For these reasons, I introduced Docker in my data science workflow.

What Is Docker?

Docker is a tool that simplifies the installation process for software engineers. To explain in a very simple way (sorry, Docker gurus, for this definition), Docker creates a super lightweight virtual machine that can be run in very few milliseconds and contains all we need to run our environment in the right way.

If you would read more, this is the Docker official website.

The goal of this post is to create an environment to run a very simple Jupyter notebook.

First of all, we need to install Docker for the correct platform.

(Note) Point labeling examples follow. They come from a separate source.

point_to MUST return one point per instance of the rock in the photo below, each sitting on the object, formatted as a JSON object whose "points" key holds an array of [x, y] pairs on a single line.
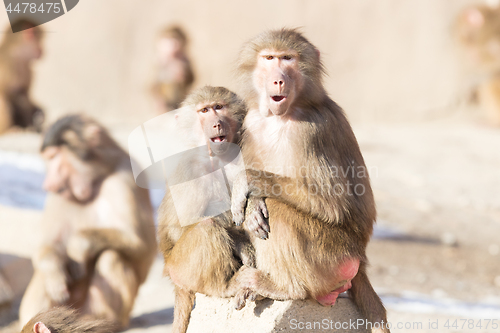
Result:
{"points": [[215, 315]]}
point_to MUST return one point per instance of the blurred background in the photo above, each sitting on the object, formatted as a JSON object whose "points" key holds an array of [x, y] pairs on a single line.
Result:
{"points": [[406, 82]]}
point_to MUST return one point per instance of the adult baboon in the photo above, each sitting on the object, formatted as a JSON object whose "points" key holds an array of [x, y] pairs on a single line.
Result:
{"points": [[306, 163]]}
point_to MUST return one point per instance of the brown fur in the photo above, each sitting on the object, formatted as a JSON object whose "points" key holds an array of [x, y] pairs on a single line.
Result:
{"points": [[174, 76], [299, 150], [66, 320], [202, 255], [98, 239], [17, 52], [477, 30]]}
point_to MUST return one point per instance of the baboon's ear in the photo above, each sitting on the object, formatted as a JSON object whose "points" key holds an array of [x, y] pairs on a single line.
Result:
{"points": [[40, 327]]}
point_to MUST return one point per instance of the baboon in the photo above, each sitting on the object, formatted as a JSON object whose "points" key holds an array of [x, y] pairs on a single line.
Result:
{"points": [[98, 239], [477, 29], [174, 75], [306, 163], [66, 320], [17, 52], [203, 252]]}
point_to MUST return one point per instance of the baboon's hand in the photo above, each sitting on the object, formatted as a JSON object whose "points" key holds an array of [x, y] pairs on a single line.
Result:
{"points": [[77, 270], [57, 289], [256, 219], [239, 197]]}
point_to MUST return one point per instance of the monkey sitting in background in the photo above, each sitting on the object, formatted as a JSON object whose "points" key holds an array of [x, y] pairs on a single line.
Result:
{"points": [[174, 75], [202, 251], [98, 235], [17, 52], [66, 320], [477, 29]]}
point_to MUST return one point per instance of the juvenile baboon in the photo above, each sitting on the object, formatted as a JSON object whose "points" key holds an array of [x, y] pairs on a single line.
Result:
{"points": [[174, 75], [203, 252], [477, 29], [66, 320], [17, 52], [98, 235], [306, 163]]}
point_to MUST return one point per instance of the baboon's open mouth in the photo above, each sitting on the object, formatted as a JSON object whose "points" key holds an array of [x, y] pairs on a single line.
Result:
{"points": [[218, 138], [278, 98]]}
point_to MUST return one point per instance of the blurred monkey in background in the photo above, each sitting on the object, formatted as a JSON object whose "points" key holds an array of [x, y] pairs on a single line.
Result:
{"points": [[17, 52], [174, 75], [98, 236], [477, 29]]}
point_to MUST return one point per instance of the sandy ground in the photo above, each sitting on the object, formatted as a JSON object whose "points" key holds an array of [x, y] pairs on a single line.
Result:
{"points": [[435, 254]]}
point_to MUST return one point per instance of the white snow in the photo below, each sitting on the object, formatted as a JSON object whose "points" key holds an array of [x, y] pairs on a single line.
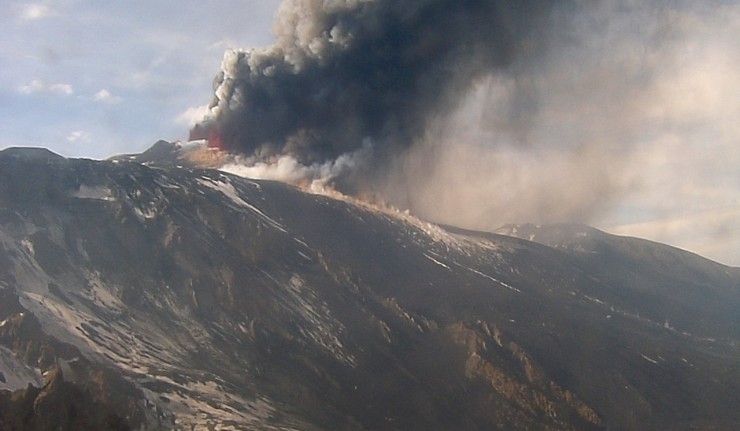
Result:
{"points": [[228, 190], [100, 193], [16, 374]]}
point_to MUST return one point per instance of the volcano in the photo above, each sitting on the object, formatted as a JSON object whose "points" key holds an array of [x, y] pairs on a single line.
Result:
{"points": [[147, 295]]}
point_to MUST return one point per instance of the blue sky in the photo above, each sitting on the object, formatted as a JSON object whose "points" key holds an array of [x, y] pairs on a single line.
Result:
{"points": [[95, 78], [98, 78]]}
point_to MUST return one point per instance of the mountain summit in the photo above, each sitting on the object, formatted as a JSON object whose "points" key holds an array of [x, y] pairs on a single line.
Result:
{"points": [[145, 295]]}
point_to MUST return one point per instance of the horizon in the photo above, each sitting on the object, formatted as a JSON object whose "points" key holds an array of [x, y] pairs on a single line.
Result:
{"points": [[94, 81]]}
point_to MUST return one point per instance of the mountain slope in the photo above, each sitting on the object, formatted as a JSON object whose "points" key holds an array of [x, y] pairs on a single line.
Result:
{"points": [[207, 299]]}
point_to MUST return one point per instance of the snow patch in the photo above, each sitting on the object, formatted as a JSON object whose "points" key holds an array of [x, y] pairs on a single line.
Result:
{"points": [[16, 375], [99, 193], [228, 190]]}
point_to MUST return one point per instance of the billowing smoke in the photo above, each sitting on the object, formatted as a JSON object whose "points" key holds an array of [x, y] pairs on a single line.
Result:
{"points": [[347, 72], [484, 112]]}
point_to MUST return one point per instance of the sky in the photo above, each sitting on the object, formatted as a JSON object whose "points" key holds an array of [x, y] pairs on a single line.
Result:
{"points": [[634, 123]]}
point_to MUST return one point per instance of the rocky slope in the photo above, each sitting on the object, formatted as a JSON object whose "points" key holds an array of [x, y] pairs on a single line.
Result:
{"points": [[179, 298]]}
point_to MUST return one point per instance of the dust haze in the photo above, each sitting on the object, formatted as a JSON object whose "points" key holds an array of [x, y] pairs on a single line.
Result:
{"points": [[479, 113]]}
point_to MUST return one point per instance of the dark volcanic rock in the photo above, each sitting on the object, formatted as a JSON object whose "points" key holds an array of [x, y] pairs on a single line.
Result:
{"points": [[58, 406], [192, 298]]}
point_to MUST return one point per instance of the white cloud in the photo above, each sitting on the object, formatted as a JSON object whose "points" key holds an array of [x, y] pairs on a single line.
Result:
{"points": [[712, 233], [79, 136], [192, 115], [35, 11], [105, 96], [37, 86]]}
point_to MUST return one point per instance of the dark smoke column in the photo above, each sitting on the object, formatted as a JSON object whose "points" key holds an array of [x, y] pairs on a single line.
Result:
{"points": [[344, 72]]}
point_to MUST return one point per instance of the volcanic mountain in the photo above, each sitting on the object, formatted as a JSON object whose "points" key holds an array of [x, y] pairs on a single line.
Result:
{"points": [[140, 293]]}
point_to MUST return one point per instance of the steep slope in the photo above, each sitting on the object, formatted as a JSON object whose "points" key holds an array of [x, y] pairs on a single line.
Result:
{"points": [[210, 300]]}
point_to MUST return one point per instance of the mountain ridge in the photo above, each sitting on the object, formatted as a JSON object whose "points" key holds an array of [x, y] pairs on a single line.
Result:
{"points": [[223, 301]]}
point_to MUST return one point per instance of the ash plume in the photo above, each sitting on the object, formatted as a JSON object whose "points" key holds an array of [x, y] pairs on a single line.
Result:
{"points": [[478, 113], [345, 73]]}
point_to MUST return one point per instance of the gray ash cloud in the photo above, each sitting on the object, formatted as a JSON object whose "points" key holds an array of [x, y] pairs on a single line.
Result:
{"points": [[345, 73]]}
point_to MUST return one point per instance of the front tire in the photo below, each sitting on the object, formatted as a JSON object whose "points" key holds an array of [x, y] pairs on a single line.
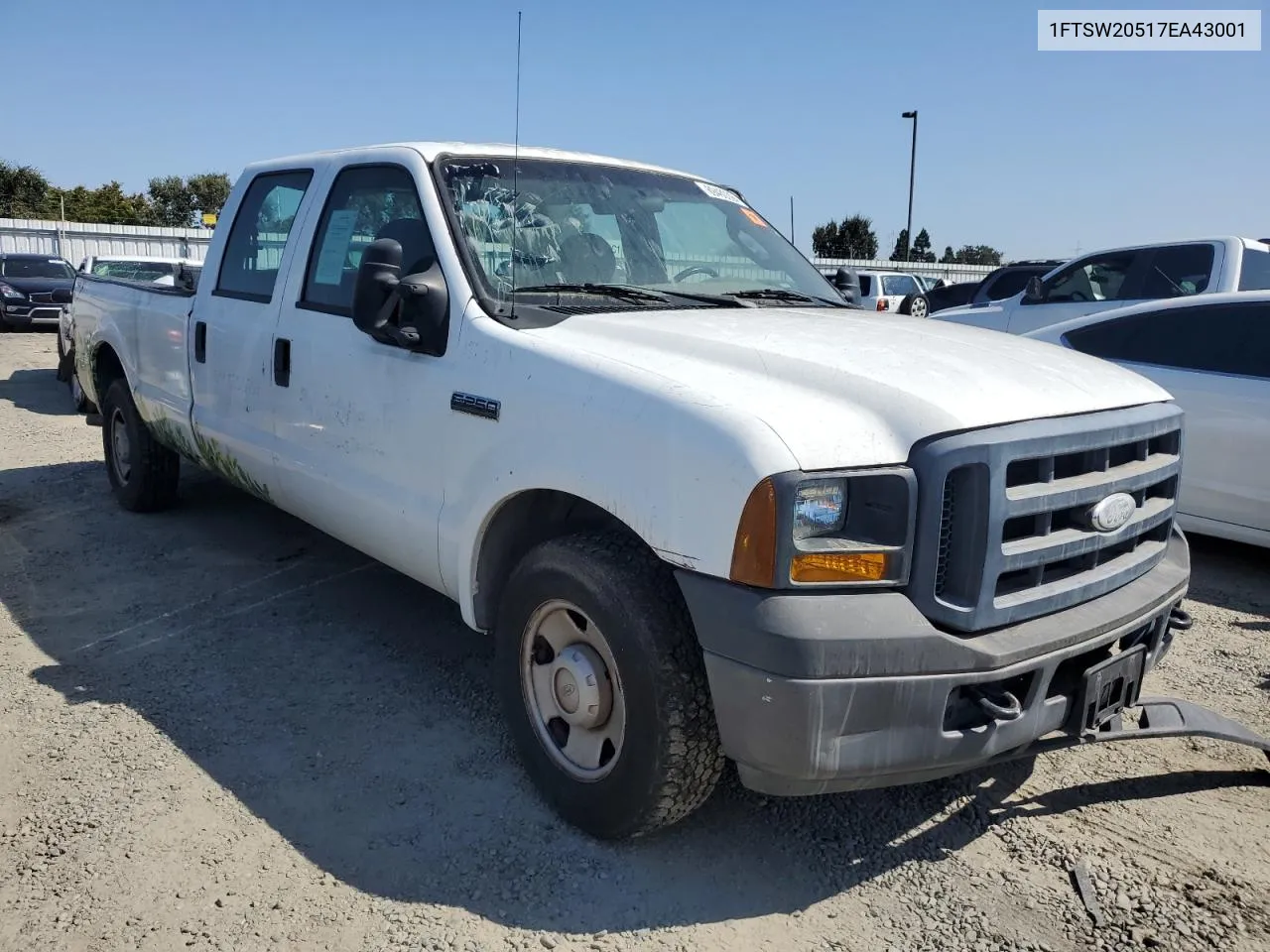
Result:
{"points": [[143, 471], [603, 685]]}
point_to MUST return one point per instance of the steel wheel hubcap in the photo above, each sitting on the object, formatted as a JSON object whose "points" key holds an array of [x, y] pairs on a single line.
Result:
{"points": [[571, 688], [121, 445]]}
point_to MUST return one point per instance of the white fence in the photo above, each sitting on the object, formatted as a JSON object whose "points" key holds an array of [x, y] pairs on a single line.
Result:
{"points": [[952, 273], [76, 240]]}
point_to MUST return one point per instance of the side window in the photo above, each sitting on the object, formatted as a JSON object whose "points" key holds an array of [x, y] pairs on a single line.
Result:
{"points": [[1255, 272], [1100, 278], [1179, 271], [1007, 285], [1216, 339], [366, 203], [258, 236]]}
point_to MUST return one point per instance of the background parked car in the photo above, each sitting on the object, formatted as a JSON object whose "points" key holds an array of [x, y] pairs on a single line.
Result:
{"points": [[1005, 282], [1123, 276], [1211, 352], [35, 290], [884, 291]]}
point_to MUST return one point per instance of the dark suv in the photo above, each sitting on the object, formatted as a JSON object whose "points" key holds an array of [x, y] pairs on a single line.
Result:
{"points": [[1007, 281], [33, 290]]}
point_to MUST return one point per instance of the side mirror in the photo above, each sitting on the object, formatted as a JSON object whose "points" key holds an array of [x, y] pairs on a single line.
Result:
{"points": [[847, 284], [411, 311]]}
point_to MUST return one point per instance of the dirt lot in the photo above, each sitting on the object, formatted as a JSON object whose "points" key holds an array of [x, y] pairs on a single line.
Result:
{"points": [[220, 729]]}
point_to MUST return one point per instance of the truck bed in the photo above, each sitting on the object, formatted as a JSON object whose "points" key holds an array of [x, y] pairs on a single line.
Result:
{"points": [[153, 321]]}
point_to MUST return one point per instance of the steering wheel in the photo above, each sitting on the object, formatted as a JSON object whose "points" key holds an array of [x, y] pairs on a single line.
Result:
{"points": [[695, 270]]}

Now, we can start to create our environment. Really, we can pull a ready-to-use container for this. On Docker Hub, there are a lot of ready to use images. For example:

  • dataquestio/python3-starter
  • dataquestio/python2-starter

But my goal is to create my own environment from scratch!

Open your favorite text editor and start to create the Dockerfile. Dockerfile is a file that describes how the container will be built:

# base image
FROM python:3.6

# updating repository
RUN apt-get update

# copying requirements.txt file
COPY requirements.txt requirements.txt

# pip install
RUN pip install --no-cache -r requirements.txt

# exposing port 8888
EXPOSE 8888

# Running jupyter notebook
# --NotebookApp.token='mynotebook' is the passsword
CMD ["jupyter","notebook","--no-browser","--ip=0.0.0.0","--allow-root","--NotebookApp.token='mynotebook'"]
  1. Start with a simple python3 image that is based on Debian.
  2. Then update all packages at last version.
  3. Copy the requirements.txt that describes all Python packages we need for our data science environment.
  4. Run the installation of all packages.
  5. Expose the port for Jupyter.
  6. Run the command to start the Jupyter notebook.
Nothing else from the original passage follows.